An innovation arrives in the field of atmospheric chemistry, with a discovery that could mark a turning point in the fight against global warming. Researchers at the University of Copenhagen have developed a system called Methane Eradication Photochemical System (MEPS), which can dramatically accelerate the decomposition of methane, an extremely potent greenhouse gas, reducing its impact on the environment.
The technology, which combines chlorine and ultraviolet light, represents real hope in reducing the effects of climate change. I'll tell you more about it later, however: in the meantime, let's shine a light on the "villain" of this story, methane.
Methane: an environmental challenge
Methane is a particularly potent greenhouse gas, contributing significantly to global warming. It comes from both natural sources such as wetlands and human activities such as food production, wastewater treatment and natural gas production.
Once released into the atmosphere, it takes up to 12 years to naturally decompose into carbon dioxide. However, over the course of 25 years, the climate impact of methane is 85 times worse than that of CO2.
MEPS: a technological revolution
MEPS represents an innovative solution with extraordinary potential. As mentioned, through the use of chlorine and UV light the system triggers a chain reaction that decomposes methane much more quickly than natural processes. “It usually decomposes at a slow rate because it doesn't react easily with other elements in the atmosphere,” he explains Matthew Stanley Johnson, professor of atmospheric chemistry at the university.
With the help of light and chlorine, however, we can trigger a reaction and break down methane about 100 million times faster.
How MEPS works
In MEPS, methane is collected in a reaction chamber, where chlorine molecules are introduced. Next, UV light is used to split the chlorine into highly reactive atoms.
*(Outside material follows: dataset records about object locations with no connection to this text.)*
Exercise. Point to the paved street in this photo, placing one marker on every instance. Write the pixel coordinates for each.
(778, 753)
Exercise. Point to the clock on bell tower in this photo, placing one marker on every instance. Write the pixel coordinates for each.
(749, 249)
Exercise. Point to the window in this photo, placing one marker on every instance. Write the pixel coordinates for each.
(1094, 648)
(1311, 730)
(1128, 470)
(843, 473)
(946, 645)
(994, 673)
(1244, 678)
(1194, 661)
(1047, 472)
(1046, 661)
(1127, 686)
These chlorine atoms strip hydrogen atoms from methane to form hydrochloric acid (HCl), which can be captured and recycled. Methane then decomposes into carbon dioxide (CO2), carbon monoxide (CO) and hydrogen (H2), exactly as it happens in nature, but at a much higher speed.
How much?
Research has shown that this approach can degrade 58% of the methane in the air, with further improvements resulting in 88% cleanliness of methane in the chamber. The team's next goal is to scale the technology to fit a 13-meter shipping container, which could be connected to a ventilation system on a farm, where a lot of methane is produced.
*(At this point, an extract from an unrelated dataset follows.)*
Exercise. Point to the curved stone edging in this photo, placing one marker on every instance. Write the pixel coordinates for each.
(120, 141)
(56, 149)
Today's farms are high-tech facilities where ammonia is already removed from the air. So, removing methane through existing air purification systems is an obvious solution.
Matthew Stanley Johnson
“Anti-methane” technology: future prospects and environmental impact
The results of the research, published in the journal Environmental Research Letters (I link them to you here), have already led to the creation of a new company, Ambient Carbon, which aims to make this technology available on a large scale. The promise of MEPS is that of a significant change in how we can address environmental challenges.
The fight against global warming requires innovative and bold solutions, and MEPS appears to be exactly what our planet needs.